Where RL (e.g., GRPO) still helps
- Outcome / verifiable rewards. Math, code, or tasks with programmatic checkers benefit from exploration and outcome‑level credit.
- Beyond the dataset. On‑policy search for better behaviors, curricula, and hard negatives.
- Process signals and constraints. Rewarding reasoning traces, enforcing safety costs, or managing KL budgets/trust‑region updates.
- Multi‑objective trade‑offs.

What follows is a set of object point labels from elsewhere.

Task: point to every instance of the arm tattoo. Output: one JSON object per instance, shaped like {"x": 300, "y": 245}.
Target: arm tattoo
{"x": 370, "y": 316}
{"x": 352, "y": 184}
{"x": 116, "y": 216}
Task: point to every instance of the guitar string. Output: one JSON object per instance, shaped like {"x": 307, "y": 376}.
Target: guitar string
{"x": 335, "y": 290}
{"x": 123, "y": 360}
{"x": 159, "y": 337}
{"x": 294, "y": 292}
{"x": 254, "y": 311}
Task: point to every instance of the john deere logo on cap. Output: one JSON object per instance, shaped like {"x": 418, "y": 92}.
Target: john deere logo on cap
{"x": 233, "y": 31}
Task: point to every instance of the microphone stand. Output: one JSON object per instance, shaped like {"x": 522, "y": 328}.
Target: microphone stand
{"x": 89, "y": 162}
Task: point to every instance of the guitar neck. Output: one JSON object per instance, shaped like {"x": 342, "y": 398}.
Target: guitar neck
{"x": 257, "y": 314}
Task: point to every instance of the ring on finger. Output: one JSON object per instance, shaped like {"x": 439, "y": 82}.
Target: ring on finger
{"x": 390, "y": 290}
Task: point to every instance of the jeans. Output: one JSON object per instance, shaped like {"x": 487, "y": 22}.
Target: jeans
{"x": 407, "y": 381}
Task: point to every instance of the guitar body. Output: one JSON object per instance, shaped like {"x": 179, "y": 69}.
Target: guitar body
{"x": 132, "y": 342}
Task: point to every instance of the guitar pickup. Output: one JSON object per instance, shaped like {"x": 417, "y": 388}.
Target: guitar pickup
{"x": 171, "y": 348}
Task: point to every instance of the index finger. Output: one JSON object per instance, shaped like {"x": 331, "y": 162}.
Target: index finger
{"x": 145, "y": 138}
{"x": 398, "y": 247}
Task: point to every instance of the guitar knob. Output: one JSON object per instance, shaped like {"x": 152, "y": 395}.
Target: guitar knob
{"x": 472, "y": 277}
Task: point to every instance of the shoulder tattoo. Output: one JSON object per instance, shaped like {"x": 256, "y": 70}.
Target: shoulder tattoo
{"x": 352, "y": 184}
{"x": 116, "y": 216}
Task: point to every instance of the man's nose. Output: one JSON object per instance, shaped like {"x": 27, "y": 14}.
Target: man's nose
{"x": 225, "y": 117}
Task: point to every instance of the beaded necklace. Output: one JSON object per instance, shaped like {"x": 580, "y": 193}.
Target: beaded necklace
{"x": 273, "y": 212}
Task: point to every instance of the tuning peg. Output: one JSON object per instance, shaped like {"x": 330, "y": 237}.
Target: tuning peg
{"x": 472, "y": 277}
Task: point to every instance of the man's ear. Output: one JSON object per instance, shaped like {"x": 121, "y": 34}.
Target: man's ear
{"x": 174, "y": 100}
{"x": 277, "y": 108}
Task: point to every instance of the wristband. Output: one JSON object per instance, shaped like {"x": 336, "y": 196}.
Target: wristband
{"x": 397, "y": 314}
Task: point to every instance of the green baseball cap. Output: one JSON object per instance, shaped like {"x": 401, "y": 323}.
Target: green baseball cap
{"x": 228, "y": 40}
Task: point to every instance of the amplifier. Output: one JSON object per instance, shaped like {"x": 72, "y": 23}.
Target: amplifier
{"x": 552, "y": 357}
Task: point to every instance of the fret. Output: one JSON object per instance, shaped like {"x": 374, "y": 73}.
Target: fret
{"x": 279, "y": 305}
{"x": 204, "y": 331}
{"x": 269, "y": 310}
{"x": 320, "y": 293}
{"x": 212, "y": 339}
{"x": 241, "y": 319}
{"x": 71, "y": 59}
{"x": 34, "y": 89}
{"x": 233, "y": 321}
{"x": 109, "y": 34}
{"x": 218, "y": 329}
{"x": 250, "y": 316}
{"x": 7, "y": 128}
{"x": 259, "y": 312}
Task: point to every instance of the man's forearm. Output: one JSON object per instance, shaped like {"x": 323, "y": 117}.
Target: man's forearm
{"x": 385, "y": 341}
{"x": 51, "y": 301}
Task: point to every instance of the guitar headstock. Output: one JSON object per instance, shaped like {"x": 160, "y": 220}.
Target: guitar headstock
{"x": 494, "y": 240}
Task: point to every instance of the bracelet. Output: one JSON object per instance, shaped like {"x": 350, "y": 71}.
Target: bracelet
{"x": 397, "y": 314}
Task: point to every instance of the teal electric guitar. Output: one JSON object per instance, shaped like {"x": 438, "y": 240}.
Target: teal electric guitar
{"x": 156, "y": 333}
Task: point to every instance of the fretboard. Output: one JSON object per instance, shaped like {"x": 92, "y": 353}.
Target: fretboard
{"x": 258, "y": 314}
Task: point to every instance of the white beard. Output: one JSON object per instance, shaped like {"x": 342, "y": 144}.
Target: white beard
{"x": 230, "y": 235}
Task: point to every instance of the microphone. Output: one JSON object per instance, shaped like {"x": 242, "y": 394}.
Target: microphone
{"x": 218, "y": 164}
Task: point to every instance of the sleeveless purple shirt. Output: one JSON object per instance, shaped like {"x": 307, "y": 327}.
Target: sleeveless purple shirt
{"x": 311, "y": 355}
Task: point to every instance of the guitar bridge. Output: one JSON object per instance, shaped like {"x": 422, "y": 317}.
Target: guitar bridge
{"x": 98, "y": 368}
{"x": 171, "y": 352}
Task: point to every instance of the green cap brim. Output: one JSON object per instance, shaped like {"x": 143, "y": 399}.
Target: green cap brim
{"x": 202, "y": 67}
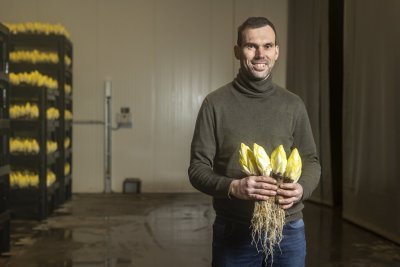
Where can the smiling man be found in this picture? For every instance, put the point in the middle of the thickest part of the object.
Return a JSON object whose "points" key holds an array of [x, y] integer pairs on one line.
{"points": [[252, 109]]}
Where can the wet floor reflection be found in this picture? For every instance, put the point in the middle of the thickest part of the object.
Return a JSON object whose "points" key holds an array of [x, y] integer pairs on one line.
{"points": [[170, 230]]}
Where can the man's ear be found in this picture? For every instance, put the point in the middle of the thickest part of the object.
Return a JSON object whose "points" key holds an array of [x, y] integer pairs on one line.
{"points": [[276, 52], [236, 49]]}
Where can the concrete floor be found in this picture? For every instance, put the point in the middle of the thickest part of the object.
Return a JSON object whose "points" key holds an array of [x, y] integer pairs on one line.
{"points": [[170, 230]]}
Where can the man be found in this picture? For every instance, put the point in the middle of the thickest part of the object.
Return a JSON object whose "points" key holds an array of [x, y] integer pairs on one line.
{"points": [[252, 109]]}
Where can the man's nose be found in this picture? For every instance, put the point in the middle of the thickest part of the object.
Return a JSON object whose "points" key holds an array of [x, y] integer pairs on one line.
{"points": [[260, 52]]}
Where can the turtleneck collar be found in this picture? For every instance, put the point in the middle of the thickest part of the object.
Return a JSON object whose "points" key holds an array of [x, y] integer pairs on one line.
{"points": [[253, 88]]}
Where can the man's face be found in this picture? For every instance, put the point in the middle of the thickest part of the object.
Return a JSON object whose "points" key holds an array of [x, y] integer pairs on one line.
{"points": [[258, 52]]}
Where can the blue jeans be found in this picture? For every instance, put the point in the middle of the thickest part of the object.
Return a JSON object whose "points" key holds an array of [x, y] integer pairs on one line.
{"points": [[232, 246]]}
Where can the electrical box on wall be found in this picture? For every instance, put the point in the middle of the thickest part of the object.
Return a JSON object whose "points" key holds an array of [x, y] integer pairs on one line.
{"points": [[124, 118]]}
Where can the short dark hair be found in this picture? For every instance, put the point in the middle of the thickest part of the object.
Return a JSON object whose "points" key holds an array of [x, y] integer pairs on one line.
{"points": [[254, 23]]}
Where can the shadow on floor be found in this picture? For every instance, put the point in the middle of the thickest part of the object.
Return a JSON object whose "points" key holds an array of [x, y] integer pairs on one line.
{"points": [[120, 230]]}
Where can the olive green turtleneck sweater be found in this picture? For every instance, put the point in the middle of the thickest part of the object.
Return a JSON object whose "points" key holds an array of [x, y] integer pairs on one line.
{"points": [[246, 111]]}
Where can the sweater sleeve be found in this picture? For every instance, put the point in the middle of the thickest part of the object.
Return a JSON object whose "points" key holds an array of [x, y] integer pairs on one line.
{"points": [[203, 149], [304, 141]]}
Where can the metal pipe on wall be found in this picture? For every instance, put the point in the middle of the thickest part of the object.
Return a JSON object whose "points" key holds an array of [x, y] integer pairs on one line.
{"points": [[107, 136]]}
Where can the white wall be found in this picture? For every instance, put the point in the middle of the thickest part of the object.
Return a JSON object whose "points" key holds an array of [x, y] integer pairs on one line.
{"points": [[163, 57]]}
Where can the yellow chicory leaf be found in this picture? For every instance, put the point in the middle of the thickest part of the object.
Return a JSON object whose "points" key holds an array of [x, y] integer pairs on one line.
{"points": [[278, 160], [294, 165], [262, 160], [247, 160]]}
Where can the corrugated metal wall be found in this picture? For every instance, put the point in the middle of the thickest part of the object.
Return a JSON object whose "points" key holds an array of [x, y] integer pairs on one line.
{"points": [[163, 57]]}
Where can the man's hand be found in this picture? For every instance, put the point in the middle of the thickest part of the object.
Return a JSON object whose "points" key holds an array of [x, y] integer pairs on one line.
{"points": [[288, 194], [253, 188]]}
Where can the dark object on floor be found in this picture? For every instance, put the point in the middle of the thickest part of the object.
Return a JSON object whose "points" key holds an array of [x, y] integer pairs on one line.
{"points": [[132, 185]]}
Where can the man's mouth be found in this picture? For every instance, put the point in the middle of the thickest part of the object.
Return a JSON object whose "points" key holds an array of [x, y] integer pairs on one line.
{"points": [[259, 66]]}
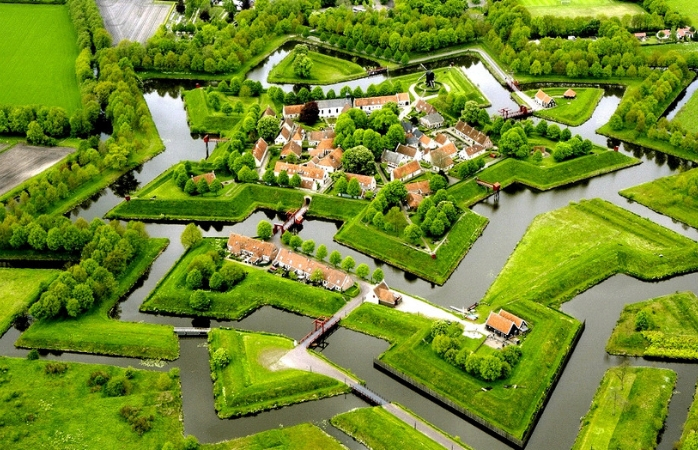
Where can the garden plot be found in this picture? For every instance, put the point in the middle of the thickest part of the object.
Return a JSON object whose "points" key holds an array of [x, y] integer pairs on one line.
{"points": [[135, 20], [22, 162]]}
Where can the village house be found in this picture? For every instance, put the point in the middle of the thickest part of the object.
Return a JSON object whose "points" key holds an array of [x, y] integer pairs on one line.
{"points": [[385, 296], [366, 182], [370, 104], [251, 250], [433, 120], [304, 267], [260, 152], [407, 172], [312, 178], [544, 99], [505, 324]]}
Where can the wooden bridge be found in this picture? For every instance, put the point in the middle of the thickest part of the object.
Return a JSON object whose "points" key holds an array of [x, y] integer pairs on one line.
{"points": [[191, 331]]}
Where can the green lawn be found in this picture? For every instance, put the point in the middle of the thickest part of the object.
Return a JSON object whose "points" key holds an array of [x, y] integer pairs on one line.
{"points": [[43, 410], [38, 49], [581, 8], [95, 332], [673, 334], [511, 410], [628, 410], [568, 250], [19, 288], [259, 288], [326, 70], [254, 380], [380, 430], [305, 436], [572, 112], [675, 196]]}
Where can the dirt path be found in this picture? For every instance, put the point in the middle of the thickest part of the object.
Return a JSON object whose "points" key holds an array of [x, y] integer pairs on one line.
{"points": [[22, 162]]}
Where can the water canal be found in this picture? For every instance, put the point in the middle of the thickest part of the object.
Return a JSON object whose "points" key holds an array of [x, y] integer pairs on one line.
{"points": [[509, 218]]}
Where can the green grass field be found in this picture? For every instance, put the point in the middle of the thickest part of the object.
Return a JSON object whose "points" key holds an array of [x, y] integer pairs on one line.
{"points": [[259, 288], [38, 51], [326, 70], [19, 288], [581, 8], [568, 250], [675, 316], [572, 112], [305, 436], [95, 332], [44, 410], [254, 381], [628, 410], [380, 430], [512, 410], [675, 196]]}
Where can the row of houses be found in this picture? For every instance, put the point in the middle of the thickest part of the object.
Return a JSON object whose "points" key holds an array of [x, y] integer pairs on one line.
{"points": [[259, 252]]}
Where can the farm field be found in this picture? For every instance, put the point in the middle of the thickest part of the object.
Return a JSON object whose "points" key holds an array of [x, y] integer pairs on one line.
{"points": [[326, 70], [670, 328], [628, 410], [22, 162], [38, 51], [580, 8], [18, 289]]}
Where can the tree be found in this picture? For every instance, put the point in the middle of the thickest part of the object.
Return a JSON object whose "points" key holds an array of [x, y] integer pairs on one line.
{"points": [[362, 270], [264, 230], [354, 189], [348, 263], [308, 247], [191, 236], [268, 127], [335, 258], [358, 160], [321, 253], [377, 276]]}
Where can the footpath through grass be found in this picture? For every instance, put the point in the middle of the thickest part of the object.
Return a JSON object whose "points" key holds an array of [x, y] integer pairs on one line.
{"points": [[671, 331], [326, 70], [628, 410], [377, 429], [675, 196], [259, 288], [511, 410], [53, 410], [19, 288], [95, 332], [305, 436], [254, 380], [568, 250], [38, 49], [572, 112]]}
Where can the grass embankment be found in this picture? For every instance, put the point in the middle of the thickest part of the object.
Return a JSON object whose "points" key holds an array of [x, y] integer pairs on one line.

Explicit penalties/bonuses are easier to tune in RL training loops.
Recap
- Bradley–Terry models pairwise preferences with a logistic on score differences.
- Max-entropy KL-RL says the optimal policy is an exponential tilt of the reference; reward equals a log-prob ratio (policy vs reference).
- DPO plugs that log-ratio into Bradley–Terry and trains directly on comparisons.
- Result: no PPO, no reward model, competitive alignment quality, simpler training.
References
- Ouyang, L., et al. “Training language models to follow instructions with human feedback.” arXiv preprint arXiv:2203.02155 (2022).
- Schulman, J., et al. “Proximal Policy Optimization Algorithms.” arXiv preprint arXiv:1707.06347 (2017).
- Bradley, R. A., & Terry, M. E. “Rank analysis of incomplete block designs: I. The method of paired comparisons.” Biometrika (1952).
- Levine, S. “Reinforcement Learning and Control as Probabilistic Inference: Tutorial and Review.” arXiv preprint arXiv:1805.00909 (2018).
- Jaynes, E. T. “Information Theory and Statistical Mechanics.” Physical Review (1957).
- Rafailov, M., et al. “Direct Preference Optimization: Your Language Model is Secretly a Reward Model.” arXiv preprint arXiv:2305.18290; ICLR 2024 (2023).
- DeepSeek‑AI. “DeepSeekMath: Pushing the Limits of Mathematical Reasoning in Open Language Models.” arXiv preprint arXiv:2402.03300 (2024).